Georg Gilgenreiner (born 28 August 1948) is a former international speedway rider from Germany.

== Speedway career ==
Gilgenreiner was champion of West Germany in 1980 at the German Individual Speedway Championship.

Gilgenreiner reached the final of the Speedway World Pairs Championship in the 1981 Speedway World Pairs Championship.
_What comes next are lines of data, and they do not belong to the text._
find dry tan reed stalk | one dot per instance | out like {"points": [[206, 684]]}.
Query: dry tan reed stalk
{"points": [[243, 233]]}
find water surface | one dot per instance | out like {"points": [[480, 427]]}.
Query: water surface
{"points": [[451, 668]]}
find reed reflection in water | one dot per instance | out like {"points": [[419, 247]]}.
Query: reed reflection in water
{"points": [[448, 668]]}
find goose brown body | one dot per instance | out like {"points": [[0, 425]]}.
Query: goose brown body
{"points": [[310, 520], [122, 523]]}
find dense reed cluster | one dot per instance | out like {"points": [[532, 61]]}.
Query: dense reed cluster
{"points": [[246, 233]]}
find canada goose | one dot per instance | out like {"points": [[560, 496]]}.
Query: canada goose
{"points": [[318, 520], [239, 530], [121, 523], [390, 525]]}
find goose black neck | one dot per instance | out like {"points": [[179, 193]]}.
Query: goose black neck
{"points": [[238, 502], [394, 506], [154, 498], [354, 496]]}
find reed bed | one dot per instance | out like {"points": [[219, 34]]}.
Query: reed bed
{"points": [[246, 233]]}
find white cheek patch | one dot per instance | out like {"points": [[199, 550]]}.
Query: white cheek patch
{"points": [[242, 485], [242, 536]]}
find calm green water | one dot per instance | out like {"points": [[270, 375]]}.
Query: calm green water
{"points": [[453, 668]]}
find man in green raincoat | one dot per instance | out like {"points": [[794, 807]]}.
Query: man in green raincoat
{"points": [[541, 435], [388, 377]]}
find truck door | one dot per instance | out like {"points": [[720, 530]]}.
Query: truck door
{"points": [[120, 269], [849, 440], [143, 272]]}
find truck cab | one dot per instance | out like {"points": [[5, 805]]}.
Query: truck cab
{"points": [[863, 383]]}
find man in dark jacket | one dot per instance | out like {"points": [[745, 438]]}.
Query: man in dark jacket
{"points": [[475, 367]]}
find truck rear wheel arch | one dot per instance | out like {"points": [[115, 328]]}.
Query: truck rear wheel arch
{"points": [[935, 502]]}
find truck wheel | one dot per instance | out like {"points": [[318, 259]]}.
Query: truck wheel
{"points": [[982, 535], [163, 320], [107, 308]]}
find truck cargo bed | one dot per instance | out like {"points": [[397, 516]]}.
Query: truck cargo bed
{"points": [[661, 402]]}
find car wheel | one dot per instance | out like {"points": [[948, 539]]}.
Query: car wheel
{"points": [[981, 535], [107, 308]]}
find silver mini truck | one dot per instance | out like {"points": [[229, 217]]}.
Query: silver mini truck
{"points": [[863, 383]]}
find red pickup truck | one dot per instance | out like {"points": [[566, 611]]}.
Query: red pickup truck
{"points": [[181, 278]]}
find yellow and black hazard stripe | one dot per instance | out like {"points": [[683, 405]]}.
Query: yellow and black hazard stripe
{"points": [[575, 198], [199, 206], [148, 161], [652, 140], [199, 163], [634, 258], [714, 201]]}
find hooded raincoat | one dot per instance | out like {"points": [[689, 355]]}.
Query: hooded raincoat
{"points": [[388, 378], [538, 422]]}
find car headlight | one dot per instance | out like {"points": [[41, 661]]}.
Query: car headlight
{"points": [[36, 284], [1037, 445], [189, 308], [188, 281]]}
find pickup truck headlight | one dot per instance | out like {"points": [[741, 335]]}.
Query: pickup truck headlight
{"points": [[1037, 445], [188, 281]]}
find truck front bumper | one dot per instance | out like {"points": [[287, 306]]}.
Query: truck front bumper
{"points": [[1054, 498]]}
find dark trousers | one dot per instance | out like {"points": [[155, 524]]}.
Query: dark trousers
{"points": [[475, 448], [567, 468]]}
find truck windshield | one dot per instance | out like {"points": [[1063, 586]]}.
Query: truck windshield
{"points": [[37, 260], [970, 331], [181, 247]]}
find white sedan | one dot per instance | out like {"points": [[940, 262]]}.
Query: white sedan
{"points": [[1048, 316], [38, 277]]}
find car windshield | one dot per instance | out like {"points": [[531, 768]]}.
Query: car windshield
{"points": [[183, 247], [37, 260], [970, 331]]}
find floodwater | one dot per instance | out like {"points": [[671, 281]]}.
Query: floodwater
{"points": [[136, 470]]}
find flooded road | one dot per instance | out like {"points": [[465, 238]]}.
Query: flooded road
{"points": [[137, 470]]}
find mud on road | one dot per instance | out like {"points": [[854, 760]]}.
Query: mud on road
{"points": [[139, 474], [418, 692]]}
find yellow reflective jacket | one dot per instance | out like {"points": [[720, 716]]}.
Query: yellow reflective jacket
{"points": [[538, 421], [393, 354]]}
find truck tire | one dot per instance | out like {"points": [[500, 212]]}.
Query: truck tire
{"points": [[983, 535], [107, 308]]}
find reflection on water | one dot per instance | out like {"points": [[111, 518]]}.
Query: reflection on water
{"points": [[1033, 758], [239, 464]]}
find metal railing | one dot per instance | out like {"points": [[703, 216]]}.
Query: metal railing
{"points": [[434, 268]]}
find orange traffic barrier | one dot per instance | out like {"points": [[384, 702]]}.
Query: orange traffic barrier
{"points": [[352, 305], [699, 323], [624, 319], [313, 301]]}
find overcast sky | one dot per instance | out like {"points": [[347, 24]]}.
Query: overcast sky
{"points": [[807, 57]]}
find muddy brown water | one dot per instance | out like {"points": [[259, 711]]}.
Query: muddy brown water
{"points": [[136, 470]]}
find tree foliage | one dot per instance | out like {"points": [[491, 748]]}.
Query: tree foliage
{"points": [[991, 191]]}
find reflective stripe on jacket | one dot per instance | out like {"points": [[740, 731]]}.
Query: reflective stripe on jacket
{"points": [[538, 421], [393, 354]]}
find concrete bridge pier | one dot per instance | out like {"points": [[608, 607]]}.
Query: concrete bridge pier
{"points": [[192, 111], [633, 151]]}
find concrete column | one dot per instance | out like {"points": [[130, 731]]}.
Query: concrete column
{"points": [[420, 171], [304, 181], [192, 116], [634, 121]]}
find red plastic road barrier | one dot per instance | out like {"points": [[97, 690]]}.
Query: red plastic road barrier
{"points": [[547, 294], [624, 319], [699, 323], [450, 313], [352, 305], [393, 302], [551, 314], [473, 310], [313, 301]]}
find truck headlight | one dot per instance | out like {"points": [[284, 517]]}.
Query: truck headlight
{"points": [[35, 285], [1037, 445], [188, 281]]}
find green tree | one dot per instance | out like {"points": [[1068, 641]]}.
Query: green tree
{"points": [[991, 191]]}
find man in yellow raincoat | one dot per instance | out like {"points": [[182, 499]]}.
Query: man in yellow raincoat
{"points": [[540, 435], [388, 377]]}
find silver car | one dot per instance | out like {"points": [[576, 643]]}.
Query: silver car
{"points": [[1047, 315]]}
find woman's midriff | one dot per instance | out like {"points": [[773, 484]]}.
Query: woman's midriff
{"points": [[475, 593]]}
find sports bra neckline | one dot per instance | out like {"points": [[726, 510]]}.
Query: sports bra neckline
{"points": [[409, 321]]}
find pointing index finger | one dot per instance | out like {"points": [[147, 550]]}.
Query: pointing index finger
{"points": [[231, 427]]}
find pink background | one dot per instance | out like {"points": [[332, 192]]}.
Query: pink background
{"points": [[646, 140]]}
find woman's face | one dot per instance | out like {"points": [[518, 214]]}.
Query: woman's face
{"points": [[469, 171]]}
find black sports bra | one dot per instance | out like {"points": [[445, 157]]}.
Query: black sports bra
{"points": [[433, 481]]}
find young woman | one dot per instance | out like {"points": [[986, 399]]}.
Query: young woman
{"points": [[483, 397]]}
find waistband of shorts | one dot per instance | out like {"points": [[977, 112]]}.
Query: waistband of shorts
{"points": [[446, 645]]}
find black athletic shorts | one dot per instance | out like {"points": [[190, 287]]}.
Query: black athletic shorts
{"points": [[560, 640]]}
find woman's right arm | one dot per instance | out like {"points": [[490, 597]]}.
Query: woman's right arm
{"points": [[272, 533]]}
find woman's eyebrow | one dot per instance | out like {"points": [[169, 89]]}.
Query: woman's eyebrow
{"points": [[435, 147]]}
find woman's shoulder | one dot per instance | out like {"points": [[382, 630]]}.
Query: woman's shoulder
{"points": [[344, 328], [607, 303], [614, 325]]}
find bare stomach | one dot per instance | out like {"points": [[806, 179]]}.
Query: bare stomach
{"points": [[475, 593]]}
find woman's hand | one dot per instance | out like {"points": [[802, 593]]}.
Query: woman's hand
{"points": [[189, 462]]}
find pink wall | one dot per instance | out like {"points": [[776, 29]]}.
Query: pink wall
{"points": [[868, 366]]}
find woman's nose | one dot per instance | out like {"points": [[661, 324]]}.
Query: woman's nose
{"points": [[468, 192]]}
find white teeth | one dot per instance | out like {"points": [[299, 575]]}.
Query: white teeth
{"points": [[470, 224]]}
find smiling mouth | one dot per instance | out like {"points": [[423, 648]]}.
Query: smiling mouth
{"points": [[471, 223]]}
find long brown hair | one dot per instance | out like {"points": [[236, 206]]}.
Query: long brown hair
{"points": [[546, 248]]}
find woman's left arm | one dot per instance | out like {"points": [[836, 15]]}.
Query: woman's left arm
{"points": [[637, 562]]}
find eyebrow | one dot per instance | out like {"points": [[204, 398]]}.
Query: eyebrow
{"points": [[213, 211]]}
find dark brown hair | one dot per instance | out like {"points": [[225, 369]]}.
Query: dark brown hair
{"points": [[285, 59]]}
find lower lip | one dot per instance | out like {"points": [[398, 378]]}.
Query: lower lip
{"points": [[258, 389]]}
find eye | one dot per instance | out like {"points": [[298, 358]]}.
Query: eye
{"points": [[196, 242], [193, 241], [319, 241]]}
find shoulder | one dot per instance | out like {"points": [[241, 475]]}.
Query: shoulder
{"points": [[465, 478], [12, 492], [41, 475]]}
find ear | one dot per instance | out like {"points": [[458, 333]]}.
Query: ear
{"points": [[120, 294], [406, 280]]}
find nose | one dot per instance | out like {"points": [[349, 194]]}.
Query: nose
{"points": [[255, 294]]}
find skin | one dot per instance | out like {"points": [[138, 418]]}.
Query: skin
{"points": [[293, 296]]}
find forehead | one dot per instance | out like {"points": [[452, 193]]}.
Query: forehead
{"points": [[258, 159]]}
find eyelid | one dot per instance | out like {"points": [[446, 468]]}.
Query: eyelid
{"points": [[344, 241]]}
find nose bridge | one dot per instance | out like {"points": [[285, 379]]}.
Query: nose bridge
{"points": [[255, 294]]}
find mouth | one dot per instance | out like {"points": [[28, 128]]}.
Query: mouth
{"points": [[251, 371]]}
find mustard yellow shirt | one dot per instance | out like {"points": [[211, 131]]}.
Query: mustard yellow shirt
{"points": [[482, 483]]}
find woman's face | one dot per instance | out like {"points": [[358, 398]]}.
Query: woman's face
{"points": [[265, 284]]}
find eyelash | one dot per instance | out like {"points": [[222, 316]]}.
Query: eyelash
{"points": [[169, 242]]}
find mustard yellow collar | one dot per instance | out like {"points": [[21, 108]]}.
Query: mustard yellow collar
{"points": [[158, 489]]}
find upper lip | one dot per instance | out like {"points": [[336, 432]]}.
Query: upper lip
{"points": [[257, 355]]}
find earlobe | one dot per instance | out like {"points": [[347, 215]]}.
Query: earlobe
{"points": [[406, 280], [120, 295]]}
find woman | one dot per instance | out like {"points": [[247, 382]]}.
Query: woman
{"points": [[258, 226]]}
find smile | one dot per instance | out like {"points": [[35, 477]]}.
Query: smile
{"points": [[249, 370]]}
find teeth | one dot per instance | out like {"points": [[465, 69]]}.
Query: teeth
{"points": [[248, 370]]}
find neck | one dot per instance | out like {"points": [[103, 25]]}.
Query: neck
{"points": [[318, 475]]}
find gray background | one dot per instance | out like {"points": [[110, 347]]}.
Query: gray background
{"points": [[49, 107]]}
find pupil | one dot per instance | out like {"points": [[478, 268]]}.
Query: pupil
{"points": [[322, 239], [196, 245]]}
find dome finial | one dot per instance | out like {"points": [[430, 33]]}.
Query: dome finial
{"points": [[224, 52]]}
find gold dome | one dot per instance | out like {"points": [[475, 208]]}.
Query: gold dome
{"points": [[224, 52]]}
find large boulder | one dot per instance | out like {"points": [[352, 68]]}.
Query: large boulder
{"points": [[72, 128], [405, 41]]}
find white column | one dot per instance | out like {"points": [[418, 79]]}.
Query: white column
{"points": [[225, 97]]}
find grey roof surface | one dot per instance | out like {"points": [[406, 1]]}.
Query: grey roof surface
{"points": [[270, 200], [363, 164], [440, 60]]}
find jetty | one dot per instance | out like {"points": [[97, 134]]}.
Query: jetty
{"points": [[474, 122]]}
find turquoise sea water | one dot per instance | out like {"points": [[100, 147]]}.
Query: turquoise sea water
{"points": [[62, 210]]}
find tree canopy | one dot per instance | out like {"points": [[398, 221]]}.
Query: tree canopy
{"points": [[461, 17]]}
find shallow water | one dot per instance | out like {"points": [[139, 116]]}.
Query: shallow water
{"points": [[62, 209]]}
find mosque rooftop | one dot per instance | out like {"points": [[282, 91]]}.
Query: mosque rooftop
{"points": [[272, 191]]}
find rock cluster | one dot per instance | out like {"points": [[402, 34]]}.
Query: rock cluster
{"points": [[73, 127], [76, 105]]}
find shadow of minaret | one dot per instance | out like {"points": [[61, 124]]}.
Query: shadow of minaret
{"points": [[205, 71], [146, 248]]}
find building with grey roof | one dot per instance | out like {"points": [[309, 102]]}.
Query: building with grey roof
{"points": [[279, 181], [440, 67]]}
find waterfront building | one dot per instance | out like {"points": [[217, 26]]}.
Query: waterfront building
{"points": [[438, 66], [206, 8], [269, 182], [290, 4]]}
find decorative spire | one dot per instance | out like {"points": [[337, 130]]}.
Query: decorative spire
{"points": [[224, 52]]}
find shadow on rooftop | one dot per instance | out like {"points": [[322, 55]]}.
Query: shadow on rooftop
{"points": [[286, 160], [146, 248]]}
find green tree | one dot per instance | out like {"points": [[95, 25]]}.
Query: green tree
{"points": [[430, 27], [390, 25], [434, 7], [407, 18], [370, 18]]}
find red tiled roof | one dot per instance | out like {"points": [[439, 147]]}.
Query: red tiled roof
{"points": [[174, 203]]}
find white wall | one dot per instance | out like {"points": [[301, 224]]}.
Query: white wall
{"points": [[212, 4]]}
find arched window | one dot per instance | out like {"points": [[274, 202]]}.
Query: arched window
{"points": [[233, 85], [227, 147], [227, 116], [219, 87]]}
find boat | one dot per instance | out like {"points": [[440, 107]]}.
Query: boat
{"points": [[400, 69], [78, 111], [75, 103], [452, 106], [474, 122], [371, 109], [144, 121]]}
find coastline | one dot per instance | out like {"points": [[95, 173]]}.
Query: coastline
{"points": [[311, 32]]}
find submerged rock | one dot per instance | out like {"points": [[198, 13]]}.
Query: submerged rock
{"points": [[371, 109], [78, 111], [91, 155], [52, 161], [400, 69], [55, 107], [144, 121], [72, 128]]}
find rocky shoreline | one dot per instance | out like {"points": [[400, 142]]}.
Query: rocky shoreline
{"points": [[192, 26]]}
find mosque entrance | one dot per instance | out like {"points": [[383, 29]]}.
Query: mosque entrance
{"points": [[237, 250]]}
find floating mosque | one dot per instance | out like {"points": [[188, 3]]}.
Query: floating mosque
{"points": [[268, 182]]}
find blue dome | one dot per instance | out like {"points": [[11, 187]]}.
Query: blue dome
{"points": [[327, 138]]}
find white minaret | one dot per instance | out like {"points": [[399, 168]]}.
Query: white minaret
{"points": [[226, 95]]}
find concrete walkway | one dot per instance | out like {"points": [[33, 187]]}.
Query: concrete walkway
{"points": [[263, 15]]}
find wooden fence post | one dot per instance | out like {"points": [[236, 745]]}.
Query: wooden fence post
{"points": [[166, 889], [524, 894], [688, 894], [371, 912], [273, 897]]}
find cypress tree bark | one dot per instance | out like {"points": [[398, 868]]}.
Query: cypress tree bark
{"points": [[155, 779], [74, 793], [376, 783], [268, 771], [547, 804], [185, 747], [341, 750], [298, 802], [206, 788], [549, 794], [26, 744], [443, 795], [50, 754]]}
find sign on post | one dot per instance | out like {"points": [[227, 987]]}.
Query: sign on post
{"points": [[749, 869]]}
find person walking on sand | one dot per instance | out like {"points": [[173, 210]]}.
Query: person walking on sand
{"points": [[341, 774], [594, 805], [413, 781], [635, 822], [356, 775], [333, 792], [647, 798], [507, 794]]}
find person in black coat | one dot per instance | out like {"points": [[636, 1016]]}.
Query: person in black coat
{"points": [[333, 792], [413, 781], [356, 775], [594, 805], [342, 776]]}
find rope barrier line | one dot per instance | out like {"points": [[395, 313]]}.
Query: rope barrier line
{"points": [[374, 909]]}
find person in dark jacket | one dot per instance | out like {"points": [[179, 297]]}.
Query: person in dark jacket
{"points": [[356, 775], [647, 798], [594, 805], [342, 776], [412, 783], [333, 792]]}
He has also reached the final of the Individual Speedway Long Track World Championship on two occasions in 1981 and 1982.

Gilgenreiner rode in the final of the 1981 and 1982 World Team Cup.

==World Final appearances==
===World Pairs Championship===
- 1981 - POL Chorzów, Silesian Stadium (with Egon Müller) - 7th - 3pts

===World Team Cup===
- 1981 - FRG Olching, Speedway Stadion Olching (with Egon Müller / Karl Maier / Georg Hack) - 3rd - 28pts (5)
- 1982 - ENG London, White City Stadium (with Karl Maier / Georg Hack / Egon Müller / Alois Wiesböck) - 3rd - 18pts (1)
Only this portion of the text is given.